There is a need for a surveillance system of patients who have
sickle cell disease that will be followed prospectively. This system should
contain demographic, laboratory, clinical, treatment, and outcome
information.
Based on the information presented in answers to questions 1
through 4, we support the utilization of hydroxyurea for the treatment of
sickle cell disease but recognize that additional research is required to
provide information that will ensure the most appropriate application of this
modality.
Additional efficacy studies of hydroxyurea are required. These
studies will evaluate the efficacy of hydroxyurea as measured in terms of
clinical and laboratory outcomes:
- To define the mechanisms of action of hydroxyurea in a clinical
setting
- To use pharmacokinetic and clinical measures to determine
optimal dosing, dose titration, and clinical efficacy
- To identify the factors that predict clinical response and
nonresponse to hydroxyurea
- To confirm the validity of hemoglobin as a surrogate for
benefit
Additional effectiveness studies are required. These studies will
examine the effectiveness of hydroxyurea as measured in terms of clinical and
laboratory outcomes. These effectiveness studies should determine the
population of patients who have sickle cell disease and who will benefit from
hydroxyurea. This would include considerations of when to begin the use of
hydroxyurea to treat or prevent complications of sickle cell disease and how
long to continue its use. These studies should complement those that are
currently in progress.
Although we believe hydroxyurea to be safe and effective,
additional studies of the safety, clinical effectiveness, and
cost-effectiveness of hydroxyurea are required. Appropriate studies need to be
conducted to provide more information about:
- Developmental and reproductive adverse effects
- Carcinogenic risk
- Long-term clinical outcomes, including quality of life
- Evaluation of the utility and cost-effectiveness of the
comprehensive care and medical home models for the delivery of hydroxyurea
treatment
- Evaluation of the role of the case manager in delivery of
hydroxyurea treatment
- Evaluation of interventions aimed at reducing parent/caregiver,
provider, and healthcare system barriers to hydroxyurea treatment
Conclusions
The burden of suffering is tremendous among many patients who have
sickle cell disease. These patients experience disease–related pain many
days of their lives and usually do not seek medical attention until their
symptoms are overwhelming. They often attempt to treat themselves and, thus, do
not always come to the attention of the healthcare system. Obtaining optimal
care is challenging for the patient who has sickle cell disease. Many patients
are not in a coordinated program aimed at prevention of long–term
complications and acute pain crises. They rely heavily on emergency and acute
care facilities for pain control.
Obtaining specialty care can be a significant challenge as the
number of health professionals trained to treat the disease is limited and the
number of professionals specializing in the treatment of this disease is
declining. The likelihood of patients who have sickle cell disease having a
principal physician is low. There is a special challenge in transitioning from
pediatric care to adult care. Many children rely on public insurance for their
care. Gaps in coverage occur, leading to gaps in care.

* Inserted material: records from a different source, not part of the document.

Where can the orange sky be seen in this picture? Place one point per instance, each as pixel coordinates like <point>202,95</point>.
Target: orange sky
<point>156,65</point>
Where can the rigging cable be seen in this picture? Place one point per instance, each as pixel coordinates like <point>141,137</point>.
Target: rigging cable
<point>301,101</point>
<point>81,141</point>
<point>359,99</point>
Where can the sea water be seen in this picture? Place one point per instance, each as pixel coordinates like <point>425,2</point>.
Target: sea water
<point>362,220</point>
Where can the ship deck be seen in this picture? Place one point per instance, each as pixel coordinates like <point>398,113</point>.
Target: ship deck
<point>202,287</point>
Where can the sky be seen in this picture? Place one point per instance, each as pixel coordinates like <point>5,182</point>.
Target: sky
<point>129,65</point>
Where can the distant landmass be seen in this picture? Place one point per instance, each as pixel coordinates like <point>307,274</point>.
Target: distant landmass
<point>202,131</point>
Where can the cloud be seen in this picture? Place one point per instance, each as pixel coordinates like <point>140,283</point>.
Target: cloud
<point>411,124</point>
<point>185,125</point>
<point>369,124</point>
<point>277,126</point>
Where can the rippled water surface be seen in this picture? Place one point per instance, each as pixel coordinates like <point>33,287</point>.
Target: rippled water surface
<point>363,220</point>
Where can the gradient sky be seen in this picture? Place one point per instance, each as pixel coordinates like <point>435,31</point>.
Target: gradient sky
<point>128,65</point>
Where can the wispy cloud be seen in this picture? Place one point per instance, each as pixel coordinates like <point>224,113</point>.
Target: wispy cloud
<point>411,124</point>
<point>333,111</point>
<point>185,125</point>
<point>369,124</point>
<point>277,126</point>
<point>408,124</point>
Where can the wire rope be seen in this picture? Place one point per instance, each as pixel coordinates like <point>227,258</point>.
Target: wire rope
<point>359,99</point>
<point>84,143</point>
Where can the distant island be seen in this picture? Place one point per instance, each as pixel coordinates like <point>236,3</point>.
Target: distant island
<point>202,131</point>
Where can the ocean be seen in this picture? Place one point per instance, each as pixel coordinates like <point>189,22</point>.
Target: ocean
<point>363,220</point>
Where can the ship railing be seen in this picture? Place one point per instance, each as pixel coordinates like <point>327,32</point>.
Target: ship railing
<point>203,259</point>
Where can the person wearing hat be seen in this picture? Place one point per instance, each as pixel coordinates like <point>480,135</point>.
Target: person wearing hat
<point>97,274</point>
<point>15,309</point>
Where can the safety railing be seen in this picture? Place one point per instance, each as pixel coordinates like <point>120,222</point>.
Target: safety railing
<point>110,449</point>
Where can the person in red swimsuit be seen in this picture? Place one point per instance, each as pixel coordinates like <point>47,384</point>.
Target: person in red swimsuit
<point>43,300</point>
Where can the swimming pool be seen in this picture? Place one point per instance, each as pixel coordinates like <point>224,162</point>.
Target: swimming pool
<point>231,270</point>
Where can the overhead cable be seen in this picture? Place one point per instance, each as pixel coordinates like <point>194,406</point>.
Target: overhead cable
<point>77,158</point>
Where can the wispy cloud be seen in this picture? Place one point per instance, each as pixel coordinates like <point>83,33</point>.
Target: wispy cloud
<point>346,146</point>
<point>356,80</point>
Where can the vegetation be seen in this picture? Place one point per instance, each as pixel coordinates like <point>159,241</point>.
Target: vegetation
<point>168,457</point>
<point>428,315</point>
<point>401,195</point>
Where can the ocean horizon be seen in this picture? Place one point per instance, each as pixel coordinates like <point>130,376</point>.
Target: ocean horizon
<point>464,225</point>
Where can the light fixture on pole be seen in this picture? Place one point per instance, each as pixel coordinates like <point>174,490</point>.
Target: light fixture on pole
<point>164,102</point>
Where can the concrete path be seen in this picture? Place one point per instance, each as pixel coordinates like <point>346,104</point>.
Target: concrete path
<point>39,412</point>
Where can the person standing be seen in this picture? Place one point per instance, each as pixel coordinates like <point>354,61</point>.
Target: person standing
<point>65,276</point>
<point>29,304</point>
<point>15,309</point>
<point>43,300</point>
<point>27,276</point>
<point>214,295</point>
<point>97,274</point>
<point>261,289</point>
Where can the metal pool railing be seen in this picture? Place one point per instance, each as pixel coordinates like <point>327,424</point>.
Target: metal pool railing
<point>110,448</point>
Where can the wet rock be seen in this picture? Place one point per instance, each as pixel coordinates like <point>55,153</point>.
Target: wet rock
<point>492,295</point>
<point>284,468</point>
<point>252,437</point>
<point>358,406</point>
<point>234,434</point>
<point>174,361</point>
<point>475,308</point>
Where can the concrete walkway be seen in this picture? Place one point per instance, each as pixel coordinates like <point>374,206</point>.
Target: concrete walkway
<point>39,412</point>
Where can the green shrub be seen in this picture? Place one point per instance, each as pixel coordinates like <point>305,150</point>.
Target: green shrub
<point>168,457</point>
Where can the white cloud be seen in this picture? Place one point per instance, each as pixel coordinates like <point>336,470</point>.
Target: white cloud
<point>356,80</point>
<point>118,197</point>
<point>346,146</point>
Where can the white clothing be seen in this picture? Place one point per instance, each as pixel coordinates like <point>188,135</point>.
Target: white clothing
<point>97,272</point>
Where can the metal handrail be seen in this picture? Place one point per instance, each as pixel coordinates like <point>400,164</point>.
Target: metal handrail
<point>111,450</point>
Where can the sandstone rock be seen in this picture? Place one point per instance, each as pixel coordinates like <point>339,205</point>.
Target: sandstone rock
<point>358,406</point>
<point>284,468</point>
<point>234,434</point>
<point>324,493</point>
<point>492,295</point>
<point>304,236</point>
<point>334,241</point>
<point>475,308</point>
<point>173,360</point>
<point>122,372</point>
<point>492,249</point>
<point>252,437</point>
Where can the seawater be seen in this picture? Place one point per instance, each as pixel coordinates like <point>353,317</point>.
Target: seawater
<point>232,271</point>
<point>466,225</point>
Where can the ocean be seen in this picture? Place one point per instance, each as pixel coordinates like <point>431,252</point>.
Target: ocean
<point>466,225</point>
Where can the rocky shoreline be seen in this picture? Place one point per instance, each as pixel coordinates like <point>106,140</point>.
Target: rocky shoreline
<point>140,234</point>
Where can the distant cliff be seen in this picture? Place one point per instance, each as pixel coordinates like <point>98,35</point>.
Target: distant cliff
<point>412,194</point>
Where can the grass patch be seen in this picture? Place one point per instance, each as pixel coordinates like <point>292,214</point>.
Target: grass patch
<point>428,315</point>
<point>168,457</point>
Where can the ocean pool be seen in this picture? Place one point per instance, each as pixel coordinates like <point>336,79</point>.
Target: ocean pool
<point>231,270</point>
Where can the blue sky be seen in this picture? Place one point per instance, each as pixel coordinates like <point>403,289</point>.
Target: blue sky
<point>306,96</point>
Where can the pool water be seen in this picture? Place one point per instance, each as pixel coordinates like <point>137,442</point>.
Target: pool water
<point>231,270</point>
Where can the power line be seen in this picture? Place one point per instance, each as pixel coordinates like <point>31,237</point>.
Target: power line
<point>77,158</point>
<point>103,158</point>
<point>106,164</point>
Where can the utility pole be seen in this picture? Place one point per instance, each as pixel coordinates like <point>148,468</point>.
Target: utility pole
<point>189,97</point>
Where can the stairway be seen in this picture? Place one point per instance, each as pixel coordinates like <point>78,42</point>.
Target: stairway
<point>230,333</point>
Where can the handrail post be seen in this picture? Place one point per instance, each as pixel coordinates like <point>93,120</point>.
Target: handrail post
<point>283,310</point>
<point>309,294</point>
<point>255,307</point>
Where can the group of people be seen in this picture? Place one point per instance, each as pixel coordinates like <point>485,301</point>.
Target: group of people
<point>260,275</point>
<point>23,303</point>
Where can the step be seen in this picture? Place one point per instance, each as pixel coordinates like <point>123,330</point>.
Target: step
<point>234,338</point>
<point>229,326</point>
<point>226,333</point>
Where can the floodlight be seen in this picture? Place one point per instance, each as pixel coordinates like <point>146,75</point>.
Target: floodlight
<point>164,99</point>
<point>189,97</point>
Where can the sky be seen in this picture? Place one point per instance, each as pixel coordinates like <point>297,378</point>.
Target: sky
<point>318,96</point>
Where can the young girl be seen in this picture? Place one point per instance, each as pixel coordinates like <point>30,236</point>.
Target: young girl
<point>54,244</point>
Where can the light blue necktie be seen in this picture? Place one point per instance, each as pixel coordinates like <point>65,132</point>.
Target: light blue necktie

No population–based registries exist that provide good
estimates of the number of people who have this disease. Surveys do indicate
that a large proportion of patients who have sickle cell disease are poor and
from underserved communities. The overwhelming majority of patients who have
sickle cell disease are ethnic minorities. For many, the limited resources and
lack of culturally competent care by experienced clinicians set the stage for
suboptimal care.
Hydroxyurea is an important major advance in the treatment of
sickle cell disease.
- What is the efficacy (results from clinical studies) of
hydroxyurea treatment for patients who have sickle cell disease in three
groups: infants, preadolescents, and adolescents/adults?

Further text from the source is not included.